La disparition tragique de cet homme de plume, alors Directeur de publication du journal «l'Indépendant», ainsi que celle de ses 3 compagnons sur la route de Sapouy, le 13 décembre 1998, restera gravée dans la mémoire collective comme un triste souvenir. On se rappelle que son assassinat avait engendré une colère généralisée du peuple, qui a réclamé à travers plusieurs manifestations que justice soit faite. Cela a entrainé la mise en place d'une Commission d'enquête indépendante dont les travaux avaient permis de désigner des suspects sérieux membres du Régiment de sécurité présidentielle (RSP).
En revanche, on constate que 16 ans après, le statu quo est de mise. Toute la lumière escomptée n'a pas été faite sur l'assassinat de Norbert Zongo et ses compagnons. La famille éplorée et le peuple burkinabè en général attendent toujours légitimement que justice soit rendue.

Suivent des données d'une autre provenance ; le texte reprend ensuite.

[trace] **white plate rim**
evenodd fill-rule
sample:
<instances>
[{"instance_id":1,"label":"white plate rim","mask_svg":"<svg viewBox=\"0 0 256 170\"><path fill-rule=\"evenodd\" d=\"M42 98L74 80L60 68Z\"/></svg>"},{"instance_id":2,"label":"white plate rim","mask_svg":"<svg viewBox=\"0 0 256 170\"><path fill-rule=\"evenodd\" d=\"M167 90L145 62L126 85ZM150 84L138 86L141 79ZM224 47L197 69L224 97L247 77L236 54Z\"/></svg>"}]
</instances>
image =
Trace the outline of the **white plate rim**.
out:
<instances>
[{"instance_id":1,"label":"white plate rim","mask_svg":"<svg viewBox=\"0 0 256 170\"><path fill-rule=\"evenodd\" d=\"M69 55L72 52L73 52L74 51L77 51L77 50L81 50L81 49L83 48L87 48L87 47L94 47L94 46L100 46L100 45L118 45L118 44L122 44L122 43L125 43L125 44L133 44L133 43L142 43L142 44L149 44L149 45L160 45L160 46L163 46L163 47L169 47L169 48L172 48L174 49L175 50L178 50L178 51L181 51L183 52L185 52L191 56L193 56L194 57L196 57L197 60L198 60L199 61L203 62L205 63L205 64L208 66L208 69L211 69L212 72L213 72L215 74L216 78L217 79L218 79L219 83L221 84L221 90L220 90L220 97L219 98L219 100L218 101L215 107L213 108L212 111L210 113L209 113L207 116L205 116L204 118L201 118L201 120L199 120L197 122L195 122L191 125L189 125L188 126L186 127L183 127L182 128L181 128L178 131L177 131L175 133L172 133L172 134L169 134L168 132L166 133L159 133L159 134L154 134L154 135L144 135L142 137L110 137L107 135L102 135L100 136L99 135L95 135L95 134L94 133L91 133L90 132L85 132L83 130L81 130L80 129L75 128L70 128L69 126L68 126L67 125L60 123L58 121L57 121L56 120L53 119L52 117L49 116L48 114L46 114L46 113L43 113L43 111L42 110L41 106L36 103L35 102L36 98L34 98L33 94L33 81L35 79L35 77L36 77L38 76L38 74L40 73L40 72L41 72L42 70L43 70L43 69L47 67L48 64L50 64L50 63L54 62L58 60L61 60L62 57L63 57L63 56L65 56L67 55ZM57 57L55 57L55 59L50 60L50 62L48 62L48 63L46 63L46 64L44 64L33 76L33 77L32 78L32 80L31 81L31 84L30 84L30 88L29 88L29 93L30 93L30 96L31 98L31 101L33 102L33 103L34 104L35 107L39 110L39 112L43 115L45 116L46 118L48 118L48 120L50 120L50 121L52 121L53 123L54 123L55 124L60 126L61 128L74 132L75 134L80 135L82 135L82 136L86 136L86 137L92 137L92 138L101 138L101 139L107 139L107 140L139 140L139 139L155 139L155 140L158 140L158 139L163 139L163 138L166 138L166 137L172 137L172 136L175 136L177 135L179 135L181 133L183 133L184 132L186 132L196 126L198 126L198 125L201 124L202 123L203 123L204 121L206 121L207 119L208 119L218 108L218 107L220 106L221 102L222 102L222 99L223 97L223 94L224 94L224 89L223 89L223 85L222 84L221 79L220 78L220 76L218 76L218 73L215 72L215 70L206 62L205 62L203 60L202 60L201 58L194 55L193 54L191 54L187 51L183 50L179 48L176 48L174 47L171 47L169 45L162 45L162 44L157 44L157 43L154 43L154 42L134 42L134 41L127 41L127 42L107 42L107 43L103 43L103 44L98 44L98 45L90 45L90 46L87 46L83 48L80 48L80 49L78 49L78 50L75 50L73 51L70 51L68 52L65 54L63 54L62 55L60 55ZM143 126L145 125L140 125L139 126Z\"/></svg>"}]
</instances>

En ce jour de commémoration du triste anniversaire, ses anciens camarades de lutte ont sonné encore le rappel des troupes pour lui rendre hommage et renouveler leur volonté farouche de voir aboutir le dossier. Ils se souviennent et se souviendront sans doute encore longtemps de celui qu'ils appelaient affectueusement Norbert qui a marqué l'opinion publique par son courage, sa ténacité, son attachement pour la défense des libertés et de la justice. Son engagement à faire triompher les idées de ces valeurs cardinales dans un état démocratique était perceptible à travers ses nombreux écrits.
«Supposons que l'Indépendant arrête définitivement de paraître pour une raison ou pour une autre (la mort de son directeur, son emprisonnement, l'interdiction définitive de paraître, etc). Nous demeurons convaincus que le problème David restera posé et que tôt ou tard, il faudra le résoudre. Tôt ou tard!». Cet extrait des écrits prémonitoires du journaliste Zongo publiés dans «l'Indépendant n°274 du 8 décembre 1998», soit moins d'une semaine avant son assassinat, traduit à juste titre son engagement dans son métier. Toute chose qui explique aussi toute la détermination de ses anciens confrères à poursuivre la lutte jusqu'à ce que lumière soit faite sur sa disparition. Ce besoin de voir jaillir la lumière sur l'assassinat de leur ancien confrère est exprimé de façon symbolique par une lampe allumée en permanence au Centre national de presse qui porte justement son nom (Centre national de presse Norbert Zongo).
Cette lampe allumée nuit et jour depuis 1998 ne s'éteindra que quand lumière sera apportée au dossier Norbert Zongo. Ses anciens camarades, comme les familles éplorées et tous les Burkinabè épris de justice attendent de connaître les auteurs et commanditaires de l'acte barbare commis sur Norbert Zongo et ses compagnons.
Cette attente est d'autant plus douloureuse et difficile à supporter que des tentatives de brouiller les pistes pouvant apporter la lumière avaient été orchestrées par le pouvoir de la 4e République. La preuve, une ordonnance de non-lieu sur le dossier avait été prononcée en août 2006 par les autorités. De nombreux Burkinabè avaient commencé à perdre espoir, convaincus que sous le règne du pouvoir de la 4e République, il n'y aurait pas de lumière sur le dossier Norbert Zongo.
Il a fallu attendre une quinzaine d'années de lutte pour que renaisse un grain d'espoir avec la décision rendue par la Cour africaine des droits de l'homme et des peuples le 28 mars 2014. Cette décision accueillie comme une victoire d'étape par les avocats et défenseurs du dossier, a relevé des insuffisances et des entraves notoires dans le traitement de l'affaire Norbert Zongo sous le pouvoir de la 4e république.
C'est pourquoi la chute de ce pouvoir qui avait travaillé à enterrer ce dossier peut se révéler comme une opportunité, voire une réelle chance à saisir pour faire aboutir le dossier Norbert Zongo ainsi que ceux de toutes les autres personnes assassinées sous le règne de Blaise Compaoré. L'espoir reste permis car le gouvernement de la Transition, par l'entreprise du président, Michel Kafando et du Premier ministre, Yacouba Isaac Zida, avaient laissé entendre que plusieurs dossiers seront traités avec diligence.
En attendant de voir l'acte concret joint à la parole des autorités actuelles, on ne peut donc que souhaiter qu'il en soit ainsi et que justice soit rendue!